В автобусе слишком много негров. Кролик все больше и больше начинает их замечать. Они всегда тут были — он помнит, как мальчишкой ходил по некоторым улицам Бруэра, затаив дыхание, хотя они никого не трогали, просто смотрели; теперь они стали гораздо более шумными. И головы у них не гладко выбритые, а с густой шапкой волос. Но это-то как раз нормально, это у них от природы, а природы вокруг становится все меньше. Двое ребят в типографии — негры, Фарнсуорт и Бьюкенен, и через какое-то время перестаешь даже замечать их; по крайней мере они хоть не разучились смеяться. А ведь невесело это — быть негром: вечно им недоплачивают, да и глаза у них не как у нас — налитые кровью, темно-карие и влажные, так и кажется, что из них сейчас вот-вот закапает. Читал где-то, что какой-то антрополог считает негров не примитивнее нас, а наоборот: последним словом творения, самыми новыми человеческими экземплярами. В чем-то более грубыми и выносливыми, а в чем-то более ранимыми. Безусловно, более тупыми, но что, собственно, дала человечеству прыткость ума — атомную бомбу и алюминиевую банку для пива. И потом, кого-кого, а Билла Косби
[2]
дураком не назовешь.
Но этой великодушной просвещенной терпимости противостоит определенный страх: Кролик не понимает, почему неграм надо быть такими шумными. Эта четверка, что сидит как раз под ним, — как они подталкивают друг друга, как громко, серебристо взвизгивают, они же прекрасно понимают, что раздражают толстых пенсильванских немок, возвращающихся домой с сумками, полными покупок для всей семьи. Правда, так ведут себя ребята любого цвета кожи, и все равно странно. Странный они народ. Не только по цвету кожи, но и по тому, как они скроены, грациозные, как львы, и голова у них устроена совсем по-другому, точно мысли складываются иначе и наружу выходят с каким-то вывертом, даже когда они не замышляют ничего дурного.

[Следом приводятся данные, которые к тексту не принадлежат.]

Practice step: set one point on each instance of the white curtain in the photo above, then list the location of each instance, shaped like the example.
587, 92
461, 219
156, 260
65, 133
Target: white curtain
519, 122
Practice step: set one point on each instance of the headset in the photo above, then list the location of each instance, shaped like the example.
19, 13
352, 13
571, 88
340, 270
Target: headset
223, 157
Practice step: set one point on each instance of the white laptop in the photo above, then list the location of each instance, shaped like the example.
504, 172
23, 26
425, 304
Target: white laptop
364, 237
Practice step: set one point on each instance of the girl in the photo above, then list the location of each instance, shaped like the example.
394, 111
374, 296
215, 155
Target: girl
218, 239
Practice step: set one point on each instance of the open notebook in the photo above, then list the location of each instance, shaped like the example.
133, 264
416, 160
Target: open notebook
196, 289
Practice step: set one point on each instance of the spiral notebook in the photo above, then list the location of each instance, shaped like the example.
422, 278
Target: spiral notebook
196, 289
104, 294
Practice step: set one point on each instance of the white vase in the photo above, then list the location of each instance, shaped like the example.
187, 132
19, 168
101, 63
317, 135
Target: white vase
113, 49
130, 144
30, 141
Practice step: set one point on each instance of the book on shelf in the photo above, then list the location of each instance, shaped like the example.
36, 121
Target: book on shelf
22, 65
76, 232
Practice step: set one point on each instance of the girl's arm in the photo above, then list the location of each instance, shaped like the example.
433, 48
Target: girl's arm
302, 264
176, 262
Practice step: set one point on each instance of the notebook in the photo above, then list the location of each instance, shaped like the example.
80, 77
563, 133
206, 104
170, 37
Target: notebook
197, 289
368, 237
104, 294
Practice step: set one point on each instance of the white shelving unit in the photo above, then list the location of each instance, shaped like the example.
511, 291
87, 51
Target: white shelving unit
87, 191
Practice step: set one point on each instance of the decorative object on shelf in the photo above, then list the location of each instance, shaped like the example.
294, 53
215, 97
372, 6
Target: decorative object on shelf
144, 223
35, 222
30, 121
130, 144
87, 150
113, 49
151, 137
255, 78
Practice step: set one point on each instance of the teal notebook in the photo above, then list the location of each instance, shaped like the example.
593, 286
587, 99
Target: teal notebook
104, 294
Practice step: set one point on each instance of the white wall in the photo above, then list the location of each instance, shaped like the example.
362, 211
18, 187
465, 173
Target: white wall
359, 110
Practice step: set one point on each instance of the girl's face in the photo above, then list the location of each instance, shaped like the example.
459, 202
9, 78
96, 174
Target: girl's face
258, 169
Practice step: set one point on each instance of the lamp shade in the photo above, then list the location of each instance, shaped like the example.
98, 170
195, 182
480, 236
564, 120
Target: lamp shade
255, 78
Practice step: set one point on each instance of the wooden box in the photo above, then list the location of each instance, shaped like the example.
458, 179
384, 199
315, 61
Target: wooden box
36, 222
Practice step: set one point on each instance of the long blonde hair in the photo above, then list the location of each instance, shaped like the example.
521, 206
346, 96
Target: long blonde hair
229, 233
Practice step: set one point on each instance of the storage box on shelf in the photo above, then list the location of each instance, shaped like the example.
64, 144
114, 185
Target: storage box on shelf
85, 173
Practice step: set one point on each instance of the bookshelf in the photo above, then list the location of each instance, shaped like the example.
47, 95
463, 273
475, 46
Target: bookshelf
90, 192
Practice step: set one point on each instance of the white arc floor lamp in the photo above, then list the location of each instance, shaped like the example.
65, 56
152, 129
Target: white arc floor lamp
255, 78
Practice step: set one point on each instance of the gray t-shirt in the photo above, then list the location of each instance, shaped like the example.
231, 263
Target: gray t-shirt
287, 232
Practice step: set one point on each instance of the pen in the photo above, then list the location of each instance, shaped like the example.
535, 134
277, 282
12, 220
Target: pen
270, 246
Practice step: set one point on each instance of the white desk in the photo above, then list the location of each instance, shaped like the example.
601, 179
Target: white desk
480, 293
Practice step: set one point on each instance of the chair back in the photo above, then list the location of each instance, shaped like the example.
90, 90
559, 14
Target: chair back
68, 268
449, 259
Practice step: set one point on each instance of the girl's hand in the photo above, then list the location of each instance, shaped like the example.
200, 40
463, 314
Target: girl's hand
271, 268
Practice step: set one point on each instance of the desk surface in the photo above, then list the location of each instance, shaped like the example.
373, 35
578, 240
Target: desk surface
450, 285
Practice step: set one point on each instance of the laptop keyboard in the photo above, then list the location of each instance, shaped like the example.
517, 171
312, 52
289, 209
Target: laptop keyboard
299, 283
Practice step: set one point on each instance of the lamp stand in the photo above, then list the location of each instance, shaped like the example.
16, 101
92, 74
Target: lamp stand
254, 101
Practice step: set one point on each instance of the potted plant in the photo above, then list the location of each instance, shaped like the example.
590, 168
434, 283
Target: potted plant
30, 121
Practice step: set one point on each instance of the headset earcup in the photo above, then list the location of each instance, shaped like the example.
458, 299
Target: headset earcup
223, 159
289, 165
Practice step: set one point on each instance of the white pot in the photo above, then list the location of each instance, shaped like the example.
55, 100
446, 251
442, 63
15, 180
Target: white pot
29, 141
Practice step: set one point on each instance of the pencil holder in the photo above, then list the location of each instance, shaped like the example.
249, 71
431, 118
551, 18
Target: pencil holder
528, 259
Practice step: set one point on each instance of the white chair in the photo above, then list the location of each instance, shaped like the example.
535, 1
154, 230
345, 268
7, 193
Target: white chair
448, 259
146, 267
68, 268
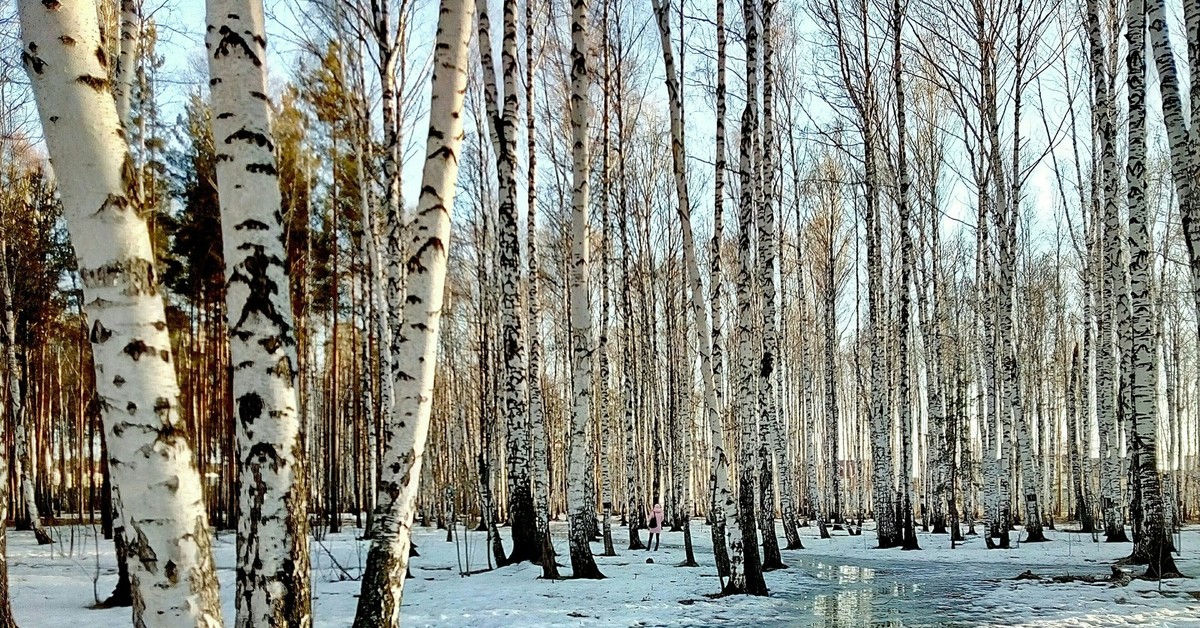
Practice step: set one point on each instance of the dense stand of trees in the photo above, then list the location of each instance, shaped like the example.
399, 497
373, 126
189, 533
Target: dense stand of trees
936, 275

Точно и эти густые шевелюры, в стиле «афро», и золотые серьги, и взвизги в автобусах произросли из семян некоего тропического растения, занесенных птицами, которые пролетали над садом. Его садом. Кролик знает, это его сад, и потому на заднем стекле его «форда-фэлкона» красуется переводная картинка с изображением американского флага, хотя Дженис и говорит, что это пошло и отдает фашистским душком. В газетах пишут о нескольких случаях в Коннектикуте, когда родители уезжают на Багамы, а детки устраивают такие вечеринки, что разносят родительский дом в щепы. И такое творится по всей стране, с каждым днем все больше и больше. Можно подумать, все само собой вырастает, как будто люди не положили жизнь, чтобы на этом месте что-то построить.